Outcomes Beyond Test Scores – What Is Social-Emotional Learning?
From the executive summary: Social-emotional learning (SEL) involves how students think and feel about themselves, get along with others, and regulate their attention and behavior. SEL plays an important role in students’ school and life outcomes. Although SEL may be disrupted under conditions of scarcity or stress, social-emotional skills are protective for students who face risk due to socioeconomic disadvantage or school difficulties. Opportunities abound to promote SEL in schools and classrooms. Education that has a combined academic and social-emotional focus offers the greatest value to students, schools, and society.
To support children’s SEL, educators and policy makers should:
Support a wide range of effective school and afterschool SEL programs for children.
Help scale effective SEL practices to reach more classroom and school settings and ensure that all children are served.
Strengthen research on SEL to fill gaps in what we know, including best practices for integrating effective SEL practices into educational settings.
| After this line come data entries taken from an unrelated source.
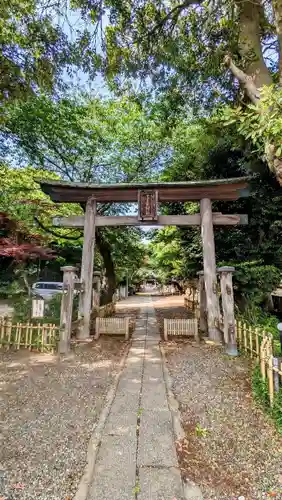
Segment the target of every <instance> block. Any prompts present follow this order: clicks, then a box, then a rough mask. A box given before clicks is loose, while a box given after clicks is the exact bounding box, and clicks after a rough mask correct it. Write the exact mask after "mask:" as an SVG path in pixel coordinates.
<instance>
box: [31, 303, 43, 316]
mask: <svg viewBox="0 0 282 500" xmlns="http://www.w3.org/2000/svg"><path fill="white" fill-rule="evenodd" d="M31 316H32V318H44V300H43V299H32V313H31Z"/></svg>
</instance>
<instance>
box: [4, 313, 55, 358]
mask: <svg viewBox="0 0 282 500" xmlns="http://www.w3.org/2000/svg"><path fill="white" fill-rule="evenodd" d="M58 339H59V328H58V327H57V326H56V325H54V324H42V325H41V324H40V323H38V324H37V323H15V324H14V323H13V322H12V320H11V318H10V317H1V318H0V348H6V349H7V350H9V349H10V348H13V349H17V350H18V349H20V348H22V347H24V348H26V349H29V350H30V351H31V350H32V349H36V350H38V351H41V352H46V351H48V352H50V351H51V352H54V351H55V349H56V347H57V342H58Z"/></svg>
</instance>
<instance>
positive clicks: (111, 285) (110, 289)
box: [96, 230, 116, 305]
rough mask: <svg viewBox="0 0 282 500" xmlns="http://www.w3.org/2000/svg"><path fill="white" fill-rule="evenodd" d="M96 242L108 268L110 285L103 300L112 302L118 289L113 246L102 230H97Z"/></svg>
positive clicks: (105, 267) (105, 264) (106, 268)
mask: <svg viewBox="0 0 282 500" xmlns="http://www.w3.org/2000/svg"><path fill="white" fill-rule="evenodd" d="M96 244H97V247H98V250H99V252H100V254H101V257H102V259H103V262H104V266H105V269H106V278H107V283H108V286H107V290H106V294H105V295H104V297H103V302H104V303H105V304H108V303H109V302H112V299H113V294H114V293H115V290H116V274H115V267H114V262H113V259H112V255H111V246H110V245H109V243H108V242H107V241H106V240H105V238H104V237H103V234H102V232H101V231H100V230H97V232H96ZM101 305H103V304H101Z"/></svg>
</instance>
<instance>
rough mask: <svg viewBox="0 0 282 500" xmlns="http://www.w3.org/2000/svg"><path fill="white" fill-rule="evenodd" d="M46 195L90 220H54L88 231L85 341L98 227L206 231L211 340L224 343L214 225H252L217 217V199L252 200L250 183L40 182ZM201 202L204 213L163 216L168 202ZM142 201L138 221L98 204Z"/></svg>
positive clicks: (85, 315) (83, 287)
mask: <svg viewBox="0 0 282 500" xmlns="http://www.w3.org/2000/svg"><path fill="white" fill-rule="evenodd" d="M39 183H40V185H41V188H42V190H43V191H44V193H46V194H48V195H49V196H50V197H51V199H52V200H53V201H54V202H58V203H80V204H82V203H84V204H85V205H86V210H85V215H84V216H71V217H62V218H57V219H54V221H53V223H54V225H56V226H60V227H69V228H71V227H72V228H84V240H83V251H82V263H81V282H82V283H83V290H82V293H81V294H80V303H79V318H80V319H81V325H80V330H79V338H80V339H86V338H88V337H89V329H90V314H91V305H92V304H91V297H92V283H93V266H94V252H95V228H96V227H104V226H124V225H131V226H146V225H147V226H148V225H149V226H152V225H154V226H166V225H167V226H173V225H175V226H201V235H202V243H203V262H204V281H205V291H206V304H207V312H208V334H209V337H210V339H212V340H215V341H218V340H220V332H219V330H218V326H219V313H220V311H219V299H218V296H217V287H216V284H217V279H216V261H215V245H214V232H213V226H214V225H219V226H226V225H227V226H234V225H237V224H247V216H246V215H223V214H221V213H213V212H212V204H211V202H212V200H222V201H234V200H237V199H238V198H240V197H245V196H248V193H249V192H248V179H247V178H246V177H241V178H234V179H219V180H218V179H216V180H208V181H193V182H160V183H148V184H125V183H121V184H87V183H75V182H66V181H50V180H47V181H45V180H43V181H39ZM187 201H199V202H200V213H199V214H194V215H159V214H158V204H159V203H163V202H187ZM109 202H110V203H112V202H116V203H129V202H138V216H100V215H97V203H101V204H103V203H109Z"/></svg>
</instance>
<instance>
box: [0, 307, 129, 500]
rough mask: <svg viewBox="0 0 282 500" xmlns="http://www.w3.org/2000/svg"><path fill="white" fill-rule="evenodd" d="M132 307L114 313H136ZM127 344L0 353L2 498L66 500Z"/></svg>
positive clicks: (123, 343)
mask: <svg viewBox="0 0 282 500" xmlns="http://www.w3.org/2000/svg"><path fill="white" fill-rule="evenodd" d="M132 302H134V301H132V300H131V301H129V303H128V304H126V302H120V303H119V304H118V307H117V315H118V316H120V315H129V316H130V317H131V318H132V320H134V318H135V317H136V315H137V314H138V311H139V309H138V306H137V305H136V304H135V303H134V305H133V304H132ZM126 345H127V343H126V342H125V341H124V339H123V338H115V337H113V338H112V337H106V336H101V337H100V339H99V340H98V341H95V342H93V343H91V344H88V345H81V344H80V345H76V346H73V347H72V350H71V353H70V354H69V355H68V356H63V357H59V356H57V355H51V354H43V353H36V352H29V351H25V350H21V351H18V352H12V351H8V352H2V353H1V354H0V403H1V420H2V422H3V425H2V436H1V443H0V450H1V452H0V499H1V500H15V499H22V500H35V499H38V500H70V499H72V498H73V495H74V493H75V491H76V489H77V485H78V482H79V480H80V477H81V475H82V473H83V469H84V466H85V461H86V454H87V447H88V442H89V439H90V436H91V434H92V432H93V429H94V427H95V424H96V422H97V420H98V418H99V415H100V412H101V410H102V408H103V405H104V400H105V396H106V394H107V391H108V390H109V388H110V386H111V384H112V381H113V377H114V375H115V373H116V371H117V369H118V364H119V361H120V359H121V357H122V354H123V352H124V349H125V348H126Z"/></svg>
This is a short, nicely written article on SEL: what the field currently understands about its development from birth to grade 8, evidence of its effectiveness in school learning, and future directions for policy and research. Based on current work in SEL, it is not surprising that some areas of additional work are effective integration of SEL and academic learning, better measures of SEL, and more research of SEL in later adolescence. A helpful section in this article is a description of how social-emotional skills develop and change from birth to early adolescence. As the authors state in this paper, future SEL work can only be addressed through strong and equal partnerships among policymakers, practitioners, and researchers in the areas of SEL and academics (p. 6). This paper begins the conversation by well presenting the landscape of SEL in research and practice.